The phone rang for a while and then his sleepy voice picked up. "Amber?"
"Sorry, did I wake you up?" I glanced at my watch. Eleven forty-five p.m.
"Who is it?" a female voice said in the background.
I wanted to feel jealous but I didn't. Romeo was getting on with his life just like he needed to. I was happy for him. My future was in a hospital bed, fighting for his life.
"It's nearly midnight," he said to me.
"I think I know where Chantal is and I need your help." I filled him in on everything I'd discovered about the Holbrook Clinic. "Chantal's hiding out at Liza's parents' house in Dorset. Can you get in touch with the local police and get them to check out the address?" I gave him Steven's vehicle details, praying that they'd find her alive and out of harm's reach. The other more chilling possibility was that Andrew and his gang had found her before she'd managed to get away. "And you need to get a warrant and do a raid on the Holbrook clinic. There could still be women there that they're keeping alive for these transplants. Hacker printed off the evidence from their patient and financial records."
I heard rustling and his voice was now alert. "Organ trafficking? That's unbelievable."
"Isn't it just? It's a massive business."
"I'll meet you at Hi-Tec in half an hour.
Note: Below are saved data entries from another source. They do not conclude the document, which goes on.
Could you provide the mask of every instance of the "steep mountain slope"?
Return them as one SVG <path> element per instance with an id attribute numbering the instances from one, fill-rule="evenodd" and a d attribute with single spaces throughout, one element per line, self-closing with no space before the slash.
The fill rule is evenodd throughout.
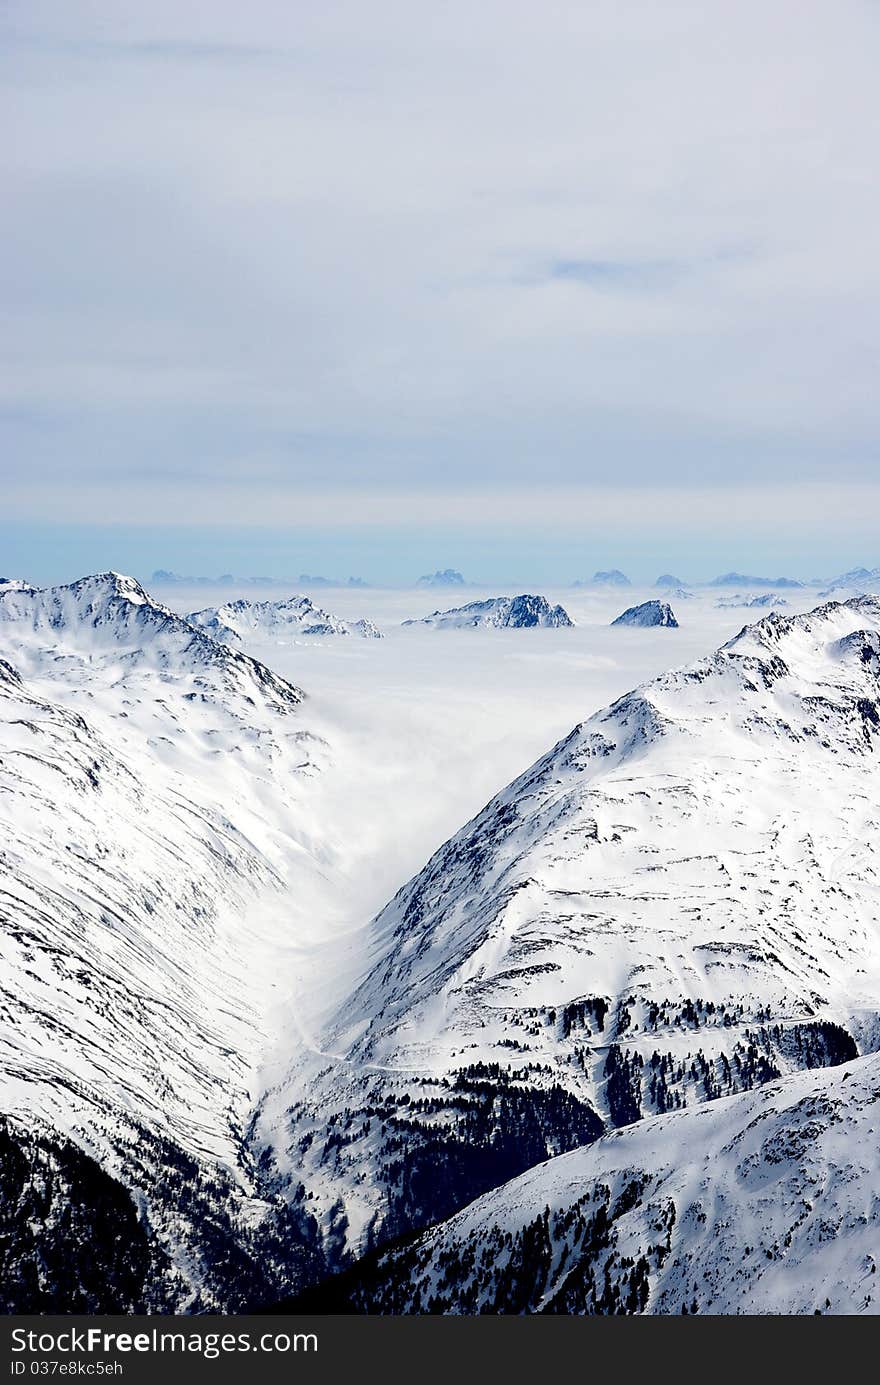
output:
<path id="1" fill-rule="evenodd" d="M 434 611 L 421 620 L 405 620 L 404 625 L 431 625 L 437 630 L 509 629 L 534 626 L 555 629 L 574 625 L 561 606 L 551 606 L 545 596 L 492 596 L 485 601 L 469 601 L 449 611 Z"/>
<path id="2" fill-rule="evenodd" d="M 0 593 L 0 655 L 3 1196 L 63 1220 L 35 1190 L 73 1148 L 78 1186 L 135 1199 L 142 1305 L 271 1295 L 318 1253 L 245 1141 L 279 967 L 328 908 L 327 748 L 297 688 L 117 574 Z"/>
<path id="3" fill-rule="evenodd" d="M 224 644 L 249 637 L 279 639 L 289 636 L 360 635 L 380 640 L 382 632 L 371 620 L 340 620 L 330 615 L 308 596 L 290 596 L 285 601 L 227 601 L 223 606 L 208 606 L 186 617 L 213 639 Z"/>
<path id="4" fill-rule="evenodd" d="M 878 744 L 872 598 L 774 612 L 576 727 L 378 916 L 258 1145 L 364 1245 L 877 1047 Z"/>
<path id="5" fill-rule="evenodd" d="M 337 1312 L 880 1312 L 880 1060 L 654 1117 L 325 1291 Z"/>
Give me the address of Liza's parents."
I told him and hung up, then beeped my key fob to unlock the Toyota door.
That was when I had a cramping pain in my back and the whole world turned black.
My brain was alert before the rest of my body. When I woke up, I knew I was lying on something cold and hard, like concrete or brick, but my eyes felt heavy, struggling to open. My throat was parched, and my whole body was weak and achy, like I'd just come down with a bumper flu bug.
When I managed to get my eyes open, a feeling of pure dread turned my stomach over.